If there is a consensus among voters and analysts alike of what by most accounts has been a moribund campaign, it is that Prime Minister Benjamin Netanyahu is expected to win another term -- despite a gaping deficit, despite a stalemated peace process, despite having a political partner indicted on fraud charges and even though he waged a war with Gaza to mixed reviews.
The headlines from Israel's 2013 campaign have been about the failure of a fragmented center and left to field a credible challenger to Mr. Netanyahu, and the emergence of an emboldened national-religious party with a hard-line position on the Palestinian conflict.

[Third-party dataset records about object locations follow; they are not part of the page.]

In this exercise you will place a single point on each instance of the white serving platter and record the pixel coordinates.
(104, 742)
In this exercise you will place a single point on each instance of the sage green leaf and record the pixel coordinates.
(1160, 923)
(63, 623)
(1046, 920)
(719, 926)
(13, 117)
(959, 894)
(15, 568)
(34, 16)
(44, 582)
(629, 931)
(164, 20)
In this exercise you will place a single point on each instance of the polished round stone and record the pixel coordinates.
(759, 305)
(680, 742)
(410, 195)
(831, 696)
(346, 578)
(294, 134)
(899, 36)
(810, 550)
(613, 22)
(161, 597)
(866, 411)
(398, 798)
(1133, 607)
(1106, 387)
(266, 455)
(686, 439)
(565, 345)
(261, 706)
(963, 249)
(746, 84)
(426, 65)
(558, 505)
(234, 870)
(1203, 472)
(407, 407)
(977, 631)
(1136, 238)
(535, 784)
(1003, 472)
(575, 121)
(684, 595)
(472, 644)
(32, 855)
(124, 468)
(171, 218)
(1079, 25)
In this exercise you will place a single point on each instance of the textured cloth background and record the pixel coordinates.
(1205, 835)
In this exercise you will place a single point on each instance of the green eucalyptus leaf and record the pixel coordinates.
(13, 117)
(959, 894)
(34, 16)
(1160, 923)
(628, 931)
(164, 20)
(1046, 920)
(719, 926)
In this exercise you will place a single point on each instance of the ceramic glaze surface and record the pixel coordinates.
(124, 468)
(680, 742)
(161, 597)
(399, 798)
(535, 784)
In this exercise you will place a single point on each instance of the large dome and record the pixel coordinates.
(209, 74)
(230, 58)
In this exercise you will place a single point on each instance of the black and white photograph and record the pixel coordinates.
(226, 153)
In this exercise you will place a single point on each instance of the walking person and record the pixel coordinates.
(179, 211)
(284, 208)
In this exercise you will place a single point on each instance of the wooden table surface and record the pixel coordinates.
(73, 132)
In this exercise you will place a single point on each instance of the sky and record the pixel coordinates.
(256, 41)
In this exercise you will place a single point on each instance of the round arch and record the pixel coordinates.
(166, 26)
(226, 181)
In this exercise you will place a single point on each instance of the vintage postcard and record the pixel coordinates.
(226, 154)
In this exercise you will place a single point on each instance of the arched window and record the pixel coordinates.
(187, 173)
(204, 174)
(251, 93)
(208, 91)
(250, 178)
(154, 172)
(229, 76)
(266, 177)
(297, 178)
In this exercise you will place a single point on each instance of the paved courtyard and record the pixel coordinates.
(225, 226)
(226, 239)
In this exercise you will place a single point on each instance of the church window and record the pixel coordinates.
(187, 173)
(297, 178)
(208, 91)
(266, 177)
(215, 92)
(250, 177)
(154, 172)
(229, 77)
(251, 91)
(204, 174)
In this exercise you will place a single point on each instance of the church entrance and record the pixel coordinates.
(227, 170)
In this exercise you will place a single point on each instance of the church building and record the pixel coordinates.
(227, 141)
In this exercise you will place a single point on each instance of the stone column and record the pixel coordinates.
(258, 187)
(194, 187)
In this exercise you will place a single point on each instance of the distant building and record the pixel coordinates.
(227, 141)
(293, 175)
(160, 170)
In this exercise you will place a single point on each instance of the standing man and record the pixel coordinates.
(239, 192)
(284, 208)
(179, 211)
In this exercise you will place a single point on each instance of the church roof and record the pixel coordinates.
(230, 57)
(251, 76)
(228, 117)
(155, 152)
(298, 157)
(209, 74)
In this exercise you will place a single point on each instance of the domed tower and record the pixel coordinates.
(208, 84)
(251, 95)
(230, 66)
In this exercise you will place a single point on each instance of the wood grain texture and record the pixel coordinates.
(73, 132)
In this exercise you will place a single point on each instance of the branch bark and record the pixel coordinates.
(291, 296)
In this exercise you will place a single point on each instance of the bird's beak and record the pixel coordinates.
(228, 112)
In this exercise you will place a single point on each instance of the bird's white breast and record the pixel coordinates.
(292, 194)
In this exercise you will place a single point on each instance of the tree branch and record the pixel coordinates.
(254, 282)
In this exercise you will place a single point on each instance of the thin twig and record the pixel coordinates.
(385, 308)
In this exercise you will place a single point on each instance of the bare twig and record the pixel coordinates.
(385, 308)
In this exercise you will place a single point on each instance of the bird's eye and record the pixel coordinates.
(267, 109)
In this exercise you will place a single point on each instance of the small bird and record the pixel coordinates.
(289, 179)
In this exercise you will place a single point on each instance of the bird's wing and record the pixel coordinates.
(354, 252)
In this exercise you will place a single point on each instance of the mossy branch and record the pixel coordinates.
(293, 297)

As the Middle East's most stable democracy turns inward, experts say a growing majority of Israelis have given up on the land-for-peace paradigm that has defined the debate for decades, cementing the country's shift to the right in politics, policy and public discourse. That promises to complicate Mr. Netanyahu's already strained relations with President Barack Obama, as Israel faces international condemnation for its continued expansion of settlements in the West Bank.
"Israeli society today is in despair," said Yossi Klein Halevi, a journalist and senior fellow at the Shalom Hartman Institute in Jerusalem. "And despair is a dangerous political place, because despair can yield extreme temptations."
It has been the least competitive election in memory, and the least substantive; one columnist wrote Sunday that "an indifferent and yawning Israel" was heading to the polls.
Each party seems to be on a different playing field, in terms of priorities, as Mr. Netanyahu's dominant Likud-Beiteinu faction has campaigned neither on issues nor accomplishments, failing to even produce a formal platform, but on the simple theme of strength. Experts say there is an unusually high percentage of undecided voters in the campaign's final days.
An average of the public polls published Thursday and Friday suggests that candidates from Likud-Beiteinu will win 35 of Parliament's 120 seats, down from its current 42. The next largest party looks like left-leaning Labor, with average 16 seats, followed by 14 for the new Jewish Home party, whose charismatic leader and hawkish stance on the Palestinians have been the most dynamic aspects of the campaign.
Perhaps more important, the bloc of right-wing and religious parties is expected to total 62-71 seats, according to the polls, leaving Mr. Netanyahu in a strong position to form the next government, though it remains unclear whether he will reach out to the center or stick with staunch conservatives.